Many of the songs were Thomas’ favorites and others that had the most meaning to him. “Hero” tells of a 21-year-old man who wanted to fight for his country but his mother could not stand the thought of losing her “little boy.”
Another, “Fight I Couldn’t Win” expresses vocally how a soldier in combat couldn’t save a fellow soldier on the battlefield. The song “Not Me” was also sung with military references about volunteering when you’d rather not.
When writing songs, Thomas is inspired by life in the military and those men and women who serve our country.
Not all of Thomas’s songs are laced with patriotism; songs of faith, fathers, family and even a song about Mexico were performed. Thomas also has a musical side that fans normally do not see – along with guitar, he loves to play the piano. A couple of his songs, some untitled, one called “Seven Days” worked perfectly with his country voice and soul. He could easily be compared to a country version of Elton John without the glasses.
Besides being a singer and war hero, Thomas even finds the time to be influential humanitarian. Thomas is the founder of Hero Fund, a fund that was started to raise awareness for the Special Operations Warrior Foundation (SOWF). SOWF was founded to provide scholarship and grants in education for children displaced by consequences of war. The foundation is currently committed to helping over 600 students through college, and this number is growing. Because of Thomas’s aid with the Hero Fund, SOWF was able to previously raise the number of students the foundation could help along with the amount of money the foundation can give.
Also, Thomas routinely visits Iraq and Afghanistan to sing and bring pride to those soldiers at war.

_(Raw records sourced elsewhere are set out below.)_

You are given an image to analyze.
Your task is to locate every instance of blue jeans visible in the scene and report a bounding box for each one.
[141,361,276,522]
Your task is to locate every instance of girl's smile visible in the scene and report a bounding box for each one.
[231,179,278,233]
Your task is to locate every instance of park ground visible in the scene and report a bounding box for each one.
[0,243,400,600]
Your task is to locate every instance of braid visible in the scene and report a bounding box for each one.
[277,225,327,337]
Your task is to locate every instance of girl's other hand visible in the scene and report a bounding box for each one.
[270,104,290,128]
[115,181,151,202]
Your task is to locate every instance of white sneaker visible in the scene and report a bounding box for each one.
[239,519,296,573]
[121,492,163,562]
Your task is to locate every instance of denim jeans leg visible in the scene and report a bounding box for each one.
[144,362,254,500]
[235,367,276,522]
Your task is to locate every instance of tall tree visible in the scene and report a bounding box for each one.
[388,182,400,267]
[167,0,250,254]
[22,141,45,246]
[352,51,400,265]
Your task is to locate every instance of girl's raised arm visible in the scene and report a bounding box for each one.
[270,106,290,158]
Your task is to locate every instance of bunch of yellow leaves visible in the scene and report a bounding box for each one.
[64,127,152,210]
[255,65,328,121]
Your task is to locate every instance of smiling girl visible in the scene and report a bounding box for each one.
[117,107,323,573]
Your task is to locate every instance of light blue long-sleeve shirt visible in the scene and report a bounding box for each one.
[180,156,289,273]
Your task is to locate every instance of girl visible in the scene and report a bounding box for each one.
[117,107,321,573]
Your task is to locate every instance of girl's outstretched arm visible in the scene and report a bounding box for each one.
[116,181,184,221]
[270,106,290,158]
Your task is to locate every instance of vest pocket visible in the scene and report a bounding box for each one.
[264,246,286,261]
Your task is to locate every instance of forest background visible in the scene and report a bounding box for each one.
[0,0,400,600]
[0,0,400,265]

After each concert, Thomas greets and talks to each and every soldier that was in attendance at the concert, which is normally sold-out.
Thomas not only is a great singer and songwriter, he also has a great personality. He continued to tell the audience how grateful he was to sing to for them and how blessed he was to perform for his fans.
He made it a point to circle the room and shake hands with everyone who attended the presentation. Thomas also has great stage presence. He not only smiled the entire night, but led the night into humor while never losing sight of why he sings today – many of his closest companions are still fighting.